At the same time, rents have softened. Combined rents average $669 per week, down by 2.5% over the past year. Notably, house rents saw the largest adjustment, falling by 5.5% in the past year.
Darwin’s vacancy rate fell sharply to 0.6% in February, reflecting a tightening rental market.
Combined rents now average $673 per week, rising 1.9% over the past month and 12.7% over the past year, making it one of the strongest performing rental markets nationally.
Hobart’s vacancy rate remains extremely tight at 0.5%, despite a slight increase from January.
Rents continue to rise as a result. Combined rents average $591 per week, a strong 2.9% jump over the past month and 12.2% over the past year. Unit rents showed particularly strong growth, surging by 4.0% in the past month alone.

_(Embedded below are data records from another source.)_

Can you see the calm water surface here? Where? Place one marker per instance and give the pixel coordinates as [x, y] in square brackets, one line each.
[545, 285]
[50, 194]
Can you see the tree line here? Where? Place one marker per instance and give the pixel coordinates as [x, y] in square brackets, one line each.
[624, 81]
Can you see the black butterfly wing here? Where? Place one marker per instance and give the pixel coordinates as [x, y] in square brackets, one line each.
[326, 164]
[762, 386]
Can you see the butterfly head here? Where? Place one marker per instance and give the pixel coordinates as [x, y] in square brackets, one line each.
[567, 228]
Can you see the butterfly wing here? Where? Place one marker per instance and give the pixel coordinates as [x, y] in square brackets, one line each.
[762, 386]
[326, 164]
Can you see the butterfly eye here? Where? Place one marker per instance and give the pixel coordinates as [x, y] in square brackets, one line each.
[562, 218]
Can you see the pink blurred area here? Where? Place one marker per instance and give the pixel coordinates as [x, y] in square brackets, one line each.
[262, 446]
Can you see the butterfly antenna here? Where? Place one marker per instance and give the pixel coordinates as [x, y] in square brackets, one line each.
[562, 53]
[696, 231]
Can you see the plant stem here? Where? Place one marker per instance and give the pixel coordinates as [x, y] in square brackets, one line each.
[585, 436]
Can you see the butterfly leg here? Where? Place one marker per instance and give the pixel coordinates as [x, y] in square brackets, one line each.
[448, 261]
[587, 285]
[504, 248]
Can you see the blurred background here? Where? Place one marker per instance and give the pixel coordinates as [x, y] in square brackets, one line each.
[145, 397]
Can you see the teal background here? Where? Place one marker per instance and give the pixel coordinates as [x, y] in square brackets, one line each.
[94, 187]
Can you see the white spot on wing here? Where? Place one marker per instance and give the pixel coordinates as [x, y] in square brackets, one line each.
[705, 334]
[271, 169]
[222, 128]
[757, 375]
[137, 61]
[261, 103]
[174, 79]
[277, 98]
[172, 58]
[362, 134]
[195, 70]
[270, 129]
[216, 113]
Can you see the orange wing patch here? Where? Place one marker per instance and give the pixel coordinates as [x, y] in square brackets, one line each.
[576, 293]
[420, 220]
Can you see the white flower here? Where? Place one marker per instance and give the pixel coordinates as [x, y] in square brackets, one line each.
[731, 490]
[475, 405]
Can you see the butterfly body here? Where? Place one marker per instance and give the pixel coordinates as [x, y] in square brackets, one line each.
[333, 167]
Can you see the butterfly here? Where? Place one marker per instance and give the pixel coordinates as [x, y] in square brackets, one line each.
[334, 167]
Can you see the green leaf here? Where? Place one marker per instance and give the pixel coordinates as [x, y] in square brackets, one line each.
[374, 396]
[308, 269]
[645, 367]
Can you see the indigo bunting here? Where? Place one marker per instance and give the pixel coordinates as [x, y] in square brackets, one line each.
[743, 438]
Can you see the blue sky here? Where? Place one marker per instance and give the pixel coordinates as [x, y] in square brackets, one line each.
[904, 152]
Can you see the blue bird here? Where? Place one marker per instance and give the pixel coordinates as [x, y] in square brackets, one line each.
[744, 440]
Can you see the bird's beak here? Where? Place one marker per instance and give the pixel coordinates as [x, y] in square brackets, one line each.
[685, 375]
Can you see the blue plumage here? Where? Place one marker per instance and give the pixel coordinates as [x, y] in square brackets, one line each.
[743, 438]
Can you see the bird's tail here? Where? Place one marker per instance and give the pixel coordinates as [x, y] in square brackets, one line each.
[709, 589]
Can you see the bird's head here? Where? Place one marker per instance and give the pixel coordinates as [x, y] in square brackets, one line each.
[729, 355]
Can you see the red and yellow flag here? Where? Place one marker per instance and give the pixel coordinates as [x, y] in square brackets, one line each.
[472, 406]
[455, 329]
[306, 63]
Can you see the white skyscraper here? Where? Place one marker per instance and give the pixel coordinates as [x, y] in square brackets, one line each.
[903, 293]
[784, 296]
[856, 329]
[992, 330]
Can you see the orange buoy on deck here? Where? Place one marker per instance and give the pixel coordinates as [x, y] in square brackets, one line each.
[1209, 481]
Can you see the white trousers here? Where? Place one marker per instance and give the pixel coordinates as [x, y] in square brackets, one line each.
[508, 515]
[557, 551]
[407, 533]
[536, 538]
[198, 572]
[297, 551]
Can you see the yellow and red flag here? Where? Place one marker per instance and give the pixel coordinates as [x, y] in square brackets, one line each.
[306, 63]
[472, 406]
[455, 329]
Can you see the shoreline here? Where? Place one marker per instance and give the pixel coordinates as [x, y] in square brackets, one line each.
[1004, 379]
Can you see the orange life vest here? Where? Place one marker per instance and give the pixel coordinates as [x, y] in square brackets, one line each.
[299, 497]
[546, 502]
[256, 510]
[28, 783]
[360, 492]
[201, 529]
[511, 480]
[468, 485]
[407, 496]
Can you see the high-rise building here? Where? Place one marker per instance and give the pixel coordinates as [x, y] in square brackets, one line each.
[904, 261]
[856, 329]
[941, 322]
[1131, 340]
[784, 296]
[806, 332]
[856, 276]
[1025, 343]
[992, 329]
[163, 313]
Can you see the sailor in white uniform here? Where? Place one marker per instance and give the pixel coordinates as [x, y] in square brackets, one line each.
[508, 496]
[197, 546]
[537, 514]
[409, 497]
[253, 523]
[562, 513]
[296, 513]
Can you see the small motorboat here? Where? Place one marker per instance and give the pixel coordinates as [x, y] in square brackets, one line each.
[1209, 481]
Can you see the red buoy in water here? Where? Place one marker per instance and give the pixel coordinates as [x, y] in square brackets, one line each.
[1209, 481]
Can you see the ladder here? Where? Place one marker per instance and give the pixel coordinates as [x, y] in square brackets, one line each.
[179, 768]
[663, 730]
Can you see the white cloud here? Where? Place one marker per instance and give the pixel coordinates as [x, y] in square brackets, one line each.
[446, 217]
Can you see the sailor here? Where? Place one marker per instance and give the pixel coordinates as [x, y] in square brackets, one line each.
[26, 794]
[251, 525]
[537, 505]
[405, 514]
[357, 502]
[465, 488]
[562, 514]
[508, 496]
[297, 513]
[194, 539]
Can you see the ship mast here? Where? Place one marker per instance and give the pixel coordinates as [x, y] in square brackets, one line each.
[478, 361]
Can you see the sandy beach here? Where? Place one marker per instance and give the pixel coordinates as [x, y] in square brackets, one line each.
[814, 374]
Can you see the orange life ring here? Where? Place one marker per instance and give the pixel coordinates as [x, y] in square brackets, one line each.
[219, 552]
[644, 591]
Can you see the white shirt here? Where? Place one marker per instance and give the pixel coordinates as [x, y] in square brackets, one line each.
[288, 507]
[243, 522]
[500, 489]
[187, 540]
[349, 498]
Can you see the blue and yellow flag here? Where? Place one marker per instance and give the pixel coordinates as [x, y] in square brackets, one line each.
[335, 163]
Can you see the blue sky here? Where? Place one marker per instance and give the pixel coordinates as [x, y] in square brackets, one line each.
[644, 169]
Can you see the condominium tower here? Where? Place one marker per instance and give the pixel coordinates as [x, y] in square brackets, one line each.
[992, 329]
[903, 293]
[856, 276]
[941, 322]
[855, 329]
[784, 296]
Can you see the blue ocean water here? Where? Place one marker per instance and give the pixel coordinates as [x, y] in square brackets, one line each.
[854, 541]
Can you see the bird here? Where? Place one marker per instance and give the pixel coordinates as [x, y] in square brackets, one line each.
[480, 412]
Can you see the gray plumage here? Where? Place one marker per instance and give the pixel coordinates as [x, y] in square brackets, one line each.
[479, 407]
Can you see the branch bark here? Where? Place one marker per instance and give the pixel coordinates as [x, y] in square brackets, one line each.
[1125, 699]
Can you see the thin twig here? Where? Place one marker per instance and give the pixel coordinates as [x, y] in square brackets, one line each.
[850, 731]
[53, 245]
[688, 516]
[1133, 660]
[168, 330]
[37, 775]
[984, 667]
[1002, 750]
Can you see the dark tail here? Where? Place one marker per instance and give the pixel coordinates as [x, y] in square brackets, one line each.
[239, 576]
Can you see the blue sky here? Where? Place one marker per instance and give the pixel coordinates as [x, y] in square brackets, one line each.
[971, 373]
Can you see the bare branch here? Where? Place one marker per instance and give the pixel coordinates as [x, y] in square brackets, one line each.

With the vacancy rate sitting so close to 1% nationally, rental supply is still very tight across most of the country.
For agencies, it’s more important than ever to closely monitor local market conditions in the months ahead. In tighter markets, the challenge is often managing such strong tenant demand. In markets that are starting to loosen, the focus may shift back to pricing strategy and keeping properties competitive.
Disclaimer: The information enclosed has been sourced from SQM Research and is provided for general information only. It should not be taken as constituting professional advice.
PropertyMe is not a financial adviser. You should consider seeking independent legal, financial, taxation or other advice to check how the information relates to your unique circumstances.